Drama ini bercerita mengenai kisah cinta Han Ji Eun, seorang penulis cerita online, dengan Lee Young Jae, seorang aktor ternama. Perkenalan mereka diterjadi di atas pesawat yang membawa keduanya berlibur ke Cina. Ketika kembali ke Korea, Ji Eun terpaksa menerima kenyataan bahwa rumah peninggalan orang tuanya—yang ia namai Full House—telah menjadi milik orang lain, dan ternyata pemilik baru dari rumah itu adalah Young Jae. Akibat sebuah kesalahpahaman, keduanya lalu terlibat dalam pernikahan kontrak, dan dari situlah sebuah cerita menarik tercipta.

Saya rasa semua penonton drama di Indonesia tahu betul dengan judul satu ini. Di tahun 2004, drama ini seolah menjadi pembuka jalan bagi drama-drama Korea lain untuk ditayangkan di stasiun tv nasional, menyudahi dominasi drama Cina dan Taiwan yang sejak akhir tahun 90-an menempati banyak slot waktu tayang di jam prime time.

5. Ghost (My Personal Rating: 9/10)

ghost_korean_drama-p1

Ghost berkisah mengenai perjalanan kelompok polisi cyber crime dalam menginvestigasi kasus kematian seorang aktris, yang nantinya bermuara pada terungkapnya sebuah skandal politik yang melibatkan petinggi-petinggi kepolisian.

Alasan saya begitu menyukai drama ini adalah karena ini merupakan drama Korea pertama yang membuat saya betah menonton meski tidak ada kisah cinta nan romantis di dalamnya.

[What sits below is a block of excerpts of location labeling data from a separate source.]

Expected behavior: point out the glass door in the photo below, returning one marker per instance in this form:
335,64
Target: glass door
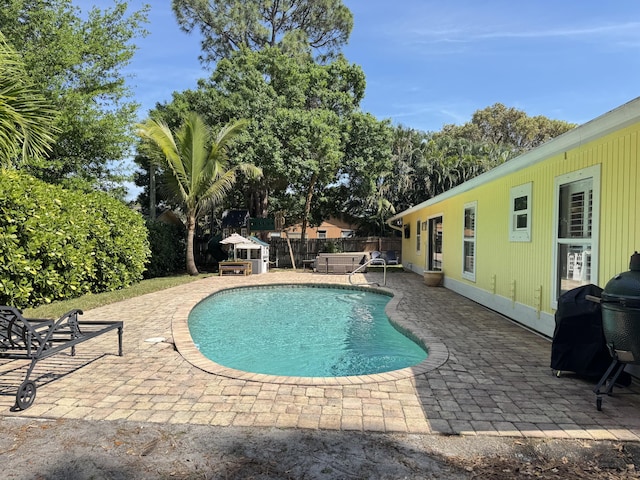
576,230
434,247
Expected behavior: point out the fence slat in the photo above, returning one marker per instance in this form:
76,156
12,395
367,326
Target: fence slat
308,249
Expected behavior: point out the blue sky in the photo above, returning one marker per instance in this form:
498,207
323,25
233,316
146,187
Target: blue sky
430,63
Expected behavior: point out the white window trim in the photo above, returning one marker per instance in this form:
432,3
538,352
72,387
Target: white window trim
594,174
470,275
522,234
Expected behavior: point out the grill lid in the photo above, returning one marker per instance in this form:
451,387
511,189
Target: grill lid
624,288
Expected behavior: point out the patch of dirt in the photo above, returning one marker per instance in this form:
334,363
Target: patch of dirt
71,449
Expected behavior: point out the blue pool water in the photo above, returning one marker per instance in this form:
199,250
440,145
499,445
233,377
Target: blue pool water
301,331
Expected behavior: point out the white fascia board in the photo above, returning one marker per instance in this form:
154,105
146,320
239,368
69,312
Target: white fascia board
616,119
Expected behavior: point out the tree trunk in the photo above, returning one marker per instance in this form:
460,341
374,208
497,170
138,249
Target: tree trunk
191,233
307,205
152,191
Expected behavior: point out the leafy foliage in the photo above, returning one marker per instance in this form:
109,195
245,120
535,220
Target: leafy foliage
57,244
196,168
293,26
26,119
305,129
507,128
168,249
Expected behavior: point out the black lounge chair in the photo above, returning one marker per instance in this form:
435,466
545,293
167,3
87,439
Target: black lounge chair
376,258
36,339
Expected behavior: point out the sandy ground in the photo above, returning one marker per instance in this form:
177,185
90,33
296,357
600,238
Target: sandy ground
76,449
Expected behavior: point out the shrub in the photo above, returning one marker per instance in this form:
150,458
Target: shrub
57,244
168,249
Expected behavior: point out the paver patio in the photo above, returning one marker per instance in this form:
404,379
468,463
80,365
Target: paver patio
493,377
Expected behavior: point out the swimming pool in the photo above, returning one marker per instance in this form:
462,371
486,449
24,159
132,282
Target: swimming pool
301,331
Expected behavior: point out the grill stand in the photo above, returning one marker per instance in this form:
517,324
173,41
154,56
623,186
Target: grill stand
616,365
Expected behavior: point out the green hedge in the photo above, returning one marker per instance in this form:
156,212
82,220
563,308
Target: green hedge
168,249
57,244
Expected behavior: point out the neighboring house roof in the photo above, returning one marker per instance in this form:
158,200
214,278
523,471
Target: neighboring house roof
235,218
616,119
258,241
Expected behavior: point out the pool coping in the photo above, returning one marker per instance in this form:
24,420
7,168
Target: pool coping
438,353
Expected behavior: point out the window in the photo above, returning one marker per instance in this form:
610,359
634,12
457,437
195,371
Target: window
469,242
520,213
576,220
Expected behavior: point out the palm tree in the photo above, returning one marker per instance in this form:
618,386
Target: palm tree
26,120
200,174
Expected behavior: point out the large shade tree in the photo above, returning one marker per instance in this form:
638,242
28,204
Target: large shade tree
294,26
306,130
26,118
197,168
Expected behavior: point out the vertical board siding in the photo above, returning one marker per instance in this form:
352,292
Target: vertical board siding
530,264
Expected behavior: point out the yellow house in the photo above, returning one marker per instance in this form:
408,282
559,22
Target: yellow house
562,215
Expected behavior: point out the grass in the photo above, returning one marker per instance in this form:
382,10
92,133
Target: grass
87,302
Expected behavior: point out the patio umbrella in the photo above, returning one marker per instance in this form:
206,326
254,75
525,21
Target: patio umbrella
234,238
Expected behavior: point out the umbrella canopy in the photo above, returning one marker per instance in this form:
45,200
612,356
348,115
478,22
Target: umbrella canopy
247,246
234,238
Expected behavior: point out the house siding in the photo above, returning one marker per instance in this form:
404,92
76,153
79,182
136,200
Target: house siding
516,277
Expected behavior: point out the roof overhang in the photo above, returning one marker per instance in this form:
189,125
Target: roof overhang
621,117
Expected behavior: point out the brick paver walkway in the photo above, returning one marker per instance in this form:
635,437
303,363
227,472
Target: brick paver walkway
491,376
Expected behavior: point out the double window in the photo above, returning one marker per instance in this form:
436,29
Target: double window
469,241
520,214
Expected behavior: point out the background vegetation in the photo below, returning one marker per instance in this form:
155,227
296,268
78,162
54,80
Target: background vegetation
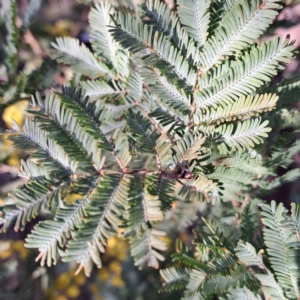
20,278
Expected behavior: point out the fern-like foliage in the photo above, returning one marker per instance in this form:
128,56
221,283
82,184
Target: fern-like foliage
172,109
15,85
279,281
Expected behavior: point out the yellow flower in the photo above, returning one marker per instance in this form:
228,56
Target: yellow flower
117,281
15,111
103,274
73,291
111,243
70,198
80,279
115,267
5,254
14,160
94,288
63,281
60,297
60,28
18,246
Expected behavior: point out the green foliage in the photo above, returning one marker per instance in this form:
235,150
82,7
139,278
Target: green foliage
240,272
167,109
15,85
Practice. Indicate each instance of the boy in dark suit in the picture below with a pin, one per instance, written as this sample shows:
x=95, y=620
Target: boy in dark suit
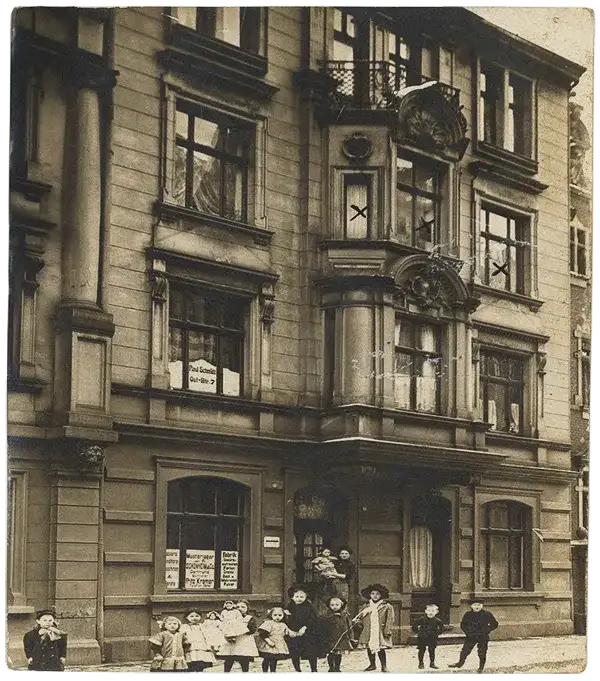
x=428, y=629
x=477, y=625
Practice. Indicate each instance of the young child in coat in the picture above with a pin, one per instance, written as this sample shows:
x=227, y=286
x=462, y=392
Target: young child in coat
x=271, y=641
x=242, y=647
x=45, y=645
x=337, y=631
x=199, y=653
x=427, y=629
x=477, y=625
x=377, y=620
x=168, y=647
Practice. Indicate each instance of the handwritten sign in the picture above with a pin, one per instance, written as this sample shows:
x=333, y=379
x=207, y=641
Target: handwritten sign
x=229, y=569
x=172, y=568
x=199, y=569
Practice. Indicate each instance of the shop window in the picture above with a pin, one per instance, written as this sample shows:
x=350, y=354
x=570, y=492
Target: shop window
x=505, y=110
x=501, y=390
x=503, y=249
x=207, y=334
x=212, y=156
x=506, y=551
x=417, y=366
x=205, y=533
x=418, y=203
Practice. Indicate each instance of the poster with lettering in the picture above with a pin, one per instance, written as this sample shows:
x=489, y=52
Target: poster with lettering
x=199, y=569
x=172, y=568
x=229, y=569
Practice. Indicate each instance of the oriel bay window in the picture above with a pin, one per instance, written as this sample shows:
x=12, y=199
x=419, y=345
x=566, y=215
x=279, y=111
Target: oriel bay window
x=205, y=533
x=418, y=203
x=505, y=545
x=212, y=156
x=417, y=365
x=501, y=390
x=206, y=341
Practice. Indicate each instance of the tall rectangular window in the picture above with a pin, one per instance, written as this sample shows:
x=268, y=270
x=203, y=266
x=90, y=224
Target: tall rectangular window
x=503, y=249
x=206, y=341
x=418, y=203
x=417, y=366
x=212, y=155
x=501, y=390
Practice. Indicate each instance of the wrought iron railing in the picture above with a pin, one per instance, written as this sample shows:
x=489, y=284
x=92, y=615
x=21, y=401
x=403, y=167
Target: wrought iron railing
x=363, y=84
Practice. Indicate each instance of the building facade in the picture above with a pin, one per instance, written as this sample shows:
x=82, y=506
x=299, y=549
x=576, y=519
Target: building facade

Saya adalah penonton dengan prinsip sesederhana, “Kalau mau cari serial dengan konflik rumit dan tokoh utamanya punya kelebihan/keunikan yang jarang bisa ditemukan di serial lain, maka tontonlah serial produksi Hollywood. Tapi kalau mau cari drama dengan balutan kisah cinta manis, maka serial dari Korea-lah jawabannya.”

Drama ini muncul sebagai sebuah anomali untuk prinsip sederhana saya, karena meski secara subtil diperlihatkan beberapa karakter menyimpan rasa suka terhadap karakter lain, sutradara dan penulis naskah sepertinya enggan mengeksplor itu semua terlalu dalam. Fokus cerita adalah memperkenalkan bagaimana seorang polisi cyber crime bekerja, dan itulah yang ditampilkan sepanjang 20 episode.

6. Dream High (My Personal Rating: 8.5/10)

드림하이 메인포스터세로형_No staff

Ini mungkin satu-satunya drama bertabur idol yang sukses secara kritik dan rating. Dan saya rasa memang pantas, karena drama ini merupakan sajian yang bisa membuat orang betah berlama-lama di depan layar hanya untuk mengetahui bagaimana kelanjutan cerita keenam tokoh utamannya.

Sebenarnya, kalau diperhatikan sedikit lebih dalam, drama Korea yang menceritakan perjalanan tokoh utamanya meraih mimpi cenderung punya formula serupa. Beberapa karakter dikumpulkan dalam satu akademi; si jenius, si katro, si sombong, si pekerja keras, si dia yang kelihatan baik-baik saja tapi sebenarnya punya masalah keluarga, si I’ll-do-anything-to-get-what-I-want, dll. Karakter-karakter itu kemudian akan berinteraksi, timbul persaingan, terjalin persahabatan, dan tentu saja, timbul perasaan saling suka. Yang menjadikan drama ini terasa spesial? Entahlah…. Mungkin karena cara berceritanya yang saya anggap tidak terlalu didramatisasi. Perjalanan keenam tokoh utama dalam meraih cita-cita sebagai seorang penyanyi terkenal terasa seperti sesuatu yang alami dan masuk akal, tidak ada konflik yang terlalu berlebihan. It’s beautiful with it’s simplicity.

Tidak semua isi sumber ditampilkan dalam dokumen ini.